One of the most important additions is support for CXL 1.1 with some features from CXL 2.0 for Type-3 devices. It allows the CPU to address remote memory (Type 3 CXL devices – Memory Expansion) as local. Additionally, CXL can combine multiple expansion devices into a single interleaved NUMA node, and it also supports headless NUMA nodes. These Type 3 memory expansion drives are directly connected to the PCIe bus but will be networked before long.
One example of a Type 3 CXL device is Samsung’s Memory-Semantic SSD. It combines DRAM cache with NAND non-volatile storage much like many SSDs on the market today, but it’s accessed not via NVMe or SCSI but rather DRAM protocols, at DRAM speeds and latencies. While the huge cache buffers IO boosting random read performance by up to 20x, the drive’s controller flushes data to NAND.
Such solutions further blur the line between Storage and Memory. And their next generations will allow to disaggregate memory resources and interact with them as flexibly as with SAN. But it also creates new challenges for OS and system software developers, as data availability issues and requests for familiar services remain.

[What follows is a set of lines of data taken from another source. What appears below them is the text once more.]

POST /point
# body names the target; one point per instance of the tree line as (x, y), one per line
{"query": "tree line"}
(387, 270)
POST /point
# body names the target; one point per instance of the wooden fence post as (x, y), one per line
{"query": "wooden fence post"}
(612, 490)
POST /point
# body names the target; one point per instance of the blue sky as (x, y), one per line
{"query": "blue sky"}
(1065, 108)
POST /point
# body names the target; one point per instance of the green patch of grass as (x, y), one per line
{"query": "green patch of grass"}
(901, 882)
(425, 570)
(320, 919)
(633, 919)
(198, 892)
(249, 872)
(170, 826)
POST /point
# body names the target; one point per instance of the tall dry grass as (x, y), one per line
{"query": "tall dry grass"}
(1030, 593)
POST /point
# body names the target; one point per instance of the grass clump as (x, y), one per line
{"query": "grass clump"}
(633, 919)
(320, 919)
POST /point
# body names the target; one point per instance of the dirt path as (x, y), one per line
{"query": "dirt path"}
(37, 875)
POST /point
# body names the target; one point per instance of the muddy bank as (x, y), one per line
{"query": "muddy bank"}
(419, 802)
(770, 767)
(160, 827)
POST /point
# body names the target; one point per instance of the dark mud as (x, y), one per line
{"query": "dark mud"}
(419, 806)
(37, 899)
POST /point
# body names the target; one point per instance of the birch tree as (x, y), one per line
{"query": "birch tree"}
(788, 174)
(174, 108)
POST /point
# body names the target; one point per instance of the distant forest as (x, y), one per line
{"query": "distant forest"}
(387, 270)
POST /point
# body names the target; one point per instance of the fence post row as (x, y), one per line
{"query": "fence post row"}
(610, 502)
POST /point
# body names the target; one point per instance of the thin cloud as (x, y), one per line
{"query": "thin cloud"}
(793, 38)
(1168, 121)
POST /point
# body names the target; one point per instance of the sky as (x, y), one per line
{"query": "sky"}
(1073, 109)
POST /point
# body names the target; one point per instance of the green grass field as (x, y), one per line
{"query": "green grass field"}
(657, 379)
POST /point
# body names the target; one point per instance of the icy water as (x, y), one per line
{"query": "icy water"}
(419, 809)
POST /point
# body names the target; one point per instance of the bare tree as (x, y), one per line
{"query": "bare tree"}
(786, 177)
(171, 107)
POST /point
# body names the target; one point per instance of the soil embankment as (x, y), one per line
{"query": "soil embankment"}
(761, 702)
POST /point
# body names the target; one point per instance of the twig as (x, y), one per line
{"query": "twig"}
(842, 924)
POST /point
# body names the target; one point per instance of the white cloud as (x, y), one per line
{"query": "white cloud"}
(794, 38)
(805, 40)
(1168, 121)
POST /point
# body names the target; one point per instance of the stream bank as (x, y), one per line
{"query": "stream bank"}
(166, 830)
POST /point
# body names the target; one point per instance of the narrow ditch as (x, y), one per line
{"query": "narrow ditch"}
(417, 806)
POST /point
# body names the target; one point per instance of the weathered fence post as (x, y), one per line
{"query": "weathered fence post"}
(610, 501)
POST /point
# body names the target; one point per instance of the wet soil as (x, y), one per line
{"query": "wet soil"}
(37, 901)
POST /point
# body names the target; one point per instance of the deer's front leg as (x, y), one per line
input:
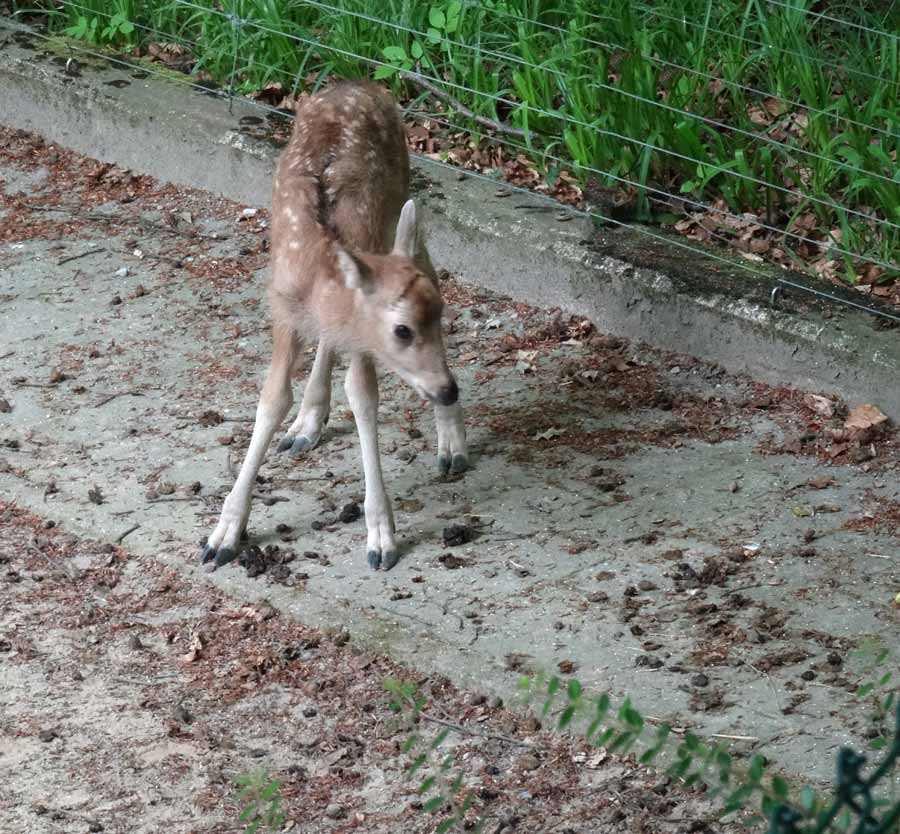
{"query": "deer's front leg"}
(362, 392)
(451, 430)
(306, 431)
(274, 402)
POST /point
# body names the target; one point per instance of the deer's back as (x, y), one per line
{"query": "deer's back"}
(346, 168)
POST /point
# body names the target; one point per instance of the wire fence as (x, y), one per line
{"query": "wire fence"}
(771, 133)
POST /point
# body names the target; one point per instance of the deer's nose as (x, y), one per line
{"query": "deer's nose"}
(449, 394)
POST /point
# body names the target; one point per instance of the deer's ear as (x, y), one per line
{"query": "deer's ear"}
(354, 272)
(407, 231)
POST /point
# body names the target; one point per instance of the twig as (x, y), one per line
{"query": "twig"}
(33, 207)
(84, 254)
(130, 530)
(742, 588)
(771, 685)
(466, 731)
(110, 397)
(500, 127)
(136, 682)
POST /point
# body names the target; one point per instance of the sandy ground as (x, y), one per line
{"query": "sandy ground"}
(724, 552)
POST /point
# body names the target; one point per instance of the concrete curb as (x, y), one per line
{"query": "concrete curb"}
(627, 283)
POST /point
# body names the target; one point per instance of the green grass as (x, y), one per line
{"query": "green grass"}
(586, 80)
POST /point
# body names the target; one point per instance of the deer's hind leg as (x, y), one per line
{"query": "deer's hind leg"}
(274, 403)
(306, 431)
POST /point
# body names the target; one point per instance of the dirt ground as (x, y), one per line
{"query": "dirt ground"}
(132, 697)
(724, 552)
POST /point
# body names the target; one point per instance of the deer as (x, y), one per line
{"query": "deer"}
(349, 267)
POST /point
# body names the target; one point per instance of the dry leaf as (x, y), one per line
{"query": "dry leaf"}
(821, 405)
(865, 417)
(195, 651)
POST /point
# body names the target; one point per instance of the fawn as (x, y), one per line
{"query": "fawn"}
(350, 267)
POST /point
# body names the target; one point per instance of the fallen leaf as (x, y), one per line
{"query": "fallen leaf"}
(822, 482)
(821, 405)
(195, 651)
(549, 434)
(865, 417)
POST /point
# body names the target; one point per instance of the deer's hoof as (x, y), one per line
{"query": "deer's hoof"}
(296, 445)
(212, 557)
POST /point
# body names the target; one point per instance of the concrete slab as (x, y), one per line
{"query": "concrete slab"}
(676, 533)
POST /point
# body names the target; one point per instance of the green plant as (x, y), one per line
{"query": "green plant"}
(116, 29)
(879, 692)
(261, 801)
(854, 807)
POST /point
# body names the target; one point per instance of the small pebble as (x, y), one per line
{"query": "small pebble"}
(529, 762)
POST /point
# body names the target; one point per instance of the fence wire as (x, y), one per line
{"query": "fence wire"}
(544, 132)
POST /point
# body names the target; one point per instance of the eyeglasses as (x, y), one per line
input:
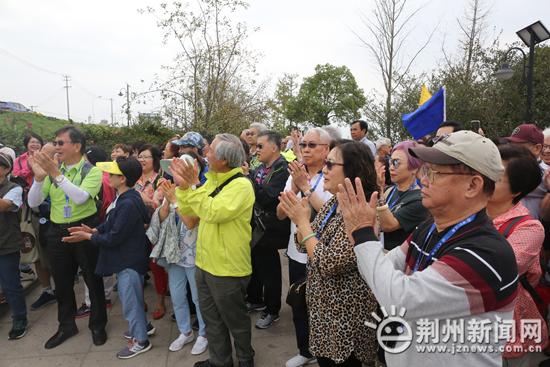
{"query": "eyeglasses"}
(330, 164)
(395, 163)
(431, 174)
(310, 145)
(61, 143)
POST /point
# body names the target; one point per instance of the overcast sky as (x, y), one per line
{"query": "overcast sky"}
(104, 44)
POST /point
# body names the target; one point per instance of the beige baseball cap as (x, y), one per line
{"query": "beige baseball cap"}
(466, 147)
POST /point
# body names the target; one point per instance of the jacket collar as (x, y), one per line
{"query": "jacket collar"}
(63, 167)
(220, 178)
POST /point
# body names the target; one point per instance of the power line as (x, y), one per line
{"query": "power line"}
(51, 96)
(67, 86)
(28, 63)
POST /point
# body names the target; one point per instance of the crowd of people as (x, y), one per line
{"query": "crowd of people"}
(454, 227)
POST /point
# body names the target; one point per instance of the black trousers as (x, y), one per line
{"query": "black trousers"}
(266, 283)
(65, 259)
(297, 272)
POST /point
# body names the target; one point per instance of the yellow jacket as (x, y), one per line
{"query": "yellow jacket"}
(223, 244)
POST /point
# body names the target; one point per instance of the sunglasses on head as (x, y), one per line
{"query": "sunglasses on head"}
(60, 143)
(310, 145)
(395, 162)
(330, 164)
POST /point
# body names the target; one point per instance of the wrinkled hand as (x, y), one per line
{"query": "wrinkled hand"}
(77, 236)
(300, 177)
(246, 168)
(546, 179)
(47, 164)
(357, 213)
(39, 173)
(168, 189)
(298, 210)
(82, 228)
(296, 136)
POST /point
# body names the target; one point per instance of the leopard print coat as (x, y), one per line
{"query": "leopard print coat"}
(339, 301)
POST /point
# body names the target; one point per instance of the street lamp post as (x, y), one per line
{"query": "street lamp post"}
(531, 36)
(121, 93)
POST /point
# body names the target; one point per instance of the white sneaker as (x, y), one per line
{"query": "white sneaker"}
(200, 346)
(300, 360)
(180, 342)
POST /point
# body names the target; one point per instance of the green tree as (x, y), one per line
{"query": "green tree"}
(212, 85)
(330, 95)
(282, 106)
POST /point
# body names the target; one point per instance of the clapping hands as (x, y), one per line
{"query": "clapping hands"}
(356, 211)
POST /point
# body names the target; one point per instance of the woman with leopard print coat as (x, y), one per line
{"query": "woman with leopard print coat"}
(339, 301)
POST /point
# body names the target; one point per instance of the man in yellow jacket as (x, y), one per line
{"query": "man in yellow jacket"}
(224, 205)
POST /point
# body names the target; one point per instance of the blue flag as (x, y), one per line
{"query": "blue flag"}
(427, 118)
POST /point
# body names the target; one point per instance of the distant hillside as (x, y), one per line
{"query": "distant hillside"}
(13, 127)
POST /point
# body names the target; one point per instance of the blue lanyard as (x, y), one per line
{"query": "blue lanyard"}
(392, 204)
(317, 182)
(444, 239)
(326, 219)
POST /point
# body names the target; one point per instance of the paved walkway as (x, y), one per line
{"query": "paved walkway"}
(273, 346)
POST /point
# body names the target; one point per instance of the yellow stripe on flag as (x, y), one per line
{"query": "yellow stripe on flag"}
(424, 95)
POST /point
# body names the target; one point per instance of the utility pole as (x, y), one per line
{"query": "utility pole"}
(128, 103)
(112, 120)
(67, 86)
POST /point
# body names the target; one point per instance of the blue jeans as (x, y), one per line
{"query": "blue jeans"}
(11, 285)
(130, 293)
(178, 276)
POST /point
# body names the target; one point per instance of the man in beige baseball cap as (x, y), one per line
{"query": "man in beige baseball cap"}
(455, 266)
(464, 147)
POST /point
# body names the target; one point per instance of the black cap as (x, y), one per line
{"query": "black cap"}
(130, 168)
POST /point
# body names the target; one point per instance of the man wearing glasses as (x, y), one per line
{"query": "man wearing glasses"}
(72, 188)
(306, 180)
(358, 130)
(455, 268)
(269, 234)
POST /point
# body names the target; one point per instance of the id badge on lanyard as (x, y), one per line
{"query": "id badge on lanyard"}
(67, 210)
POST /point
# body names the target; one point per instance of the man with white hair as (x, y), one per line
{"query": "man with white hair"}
(455, 268)
(306, 180)
(224, 206)
(383, 147)
(251, 138)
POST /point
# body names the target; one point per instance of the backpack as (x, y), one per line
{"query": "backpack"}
(506, 230)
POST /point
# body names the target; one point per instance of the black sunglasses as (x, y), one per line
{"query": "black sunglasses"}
(310, 145)
(330, 164)
(395, 162)
(60, 143)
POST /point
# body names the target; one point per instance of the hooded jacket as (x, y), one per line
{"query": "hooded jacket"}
(121, 238)
(223, 245)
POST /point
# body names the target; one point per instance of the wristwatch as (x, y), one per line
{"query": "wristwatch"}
(57, 180)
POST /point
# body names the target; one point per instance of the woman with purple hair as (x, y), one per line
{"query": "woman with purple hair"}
(400, 208)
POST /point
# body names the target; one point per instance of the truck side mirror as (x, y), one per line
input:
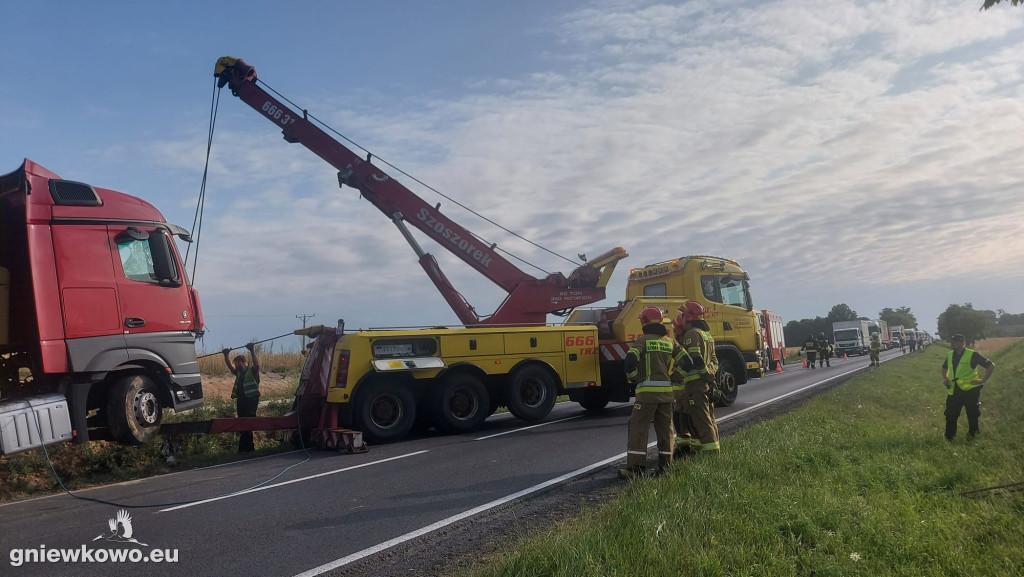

Xinnor plans to continue developing xiRAID and stay the performance leader on new generations of PCIe 5 compatible hardware. In addition, we are building products that allow us to work efficiently with disaggregated storage resources with heavy focus on HPC and AI tasks.
In the medium term, we plan to work on achieving high efficiency in storage, transport and processing using xPUs, and the development of the CXL specification and the emergence of real devices based on it, combined with our key development competencies, will allow us to move forward quickly.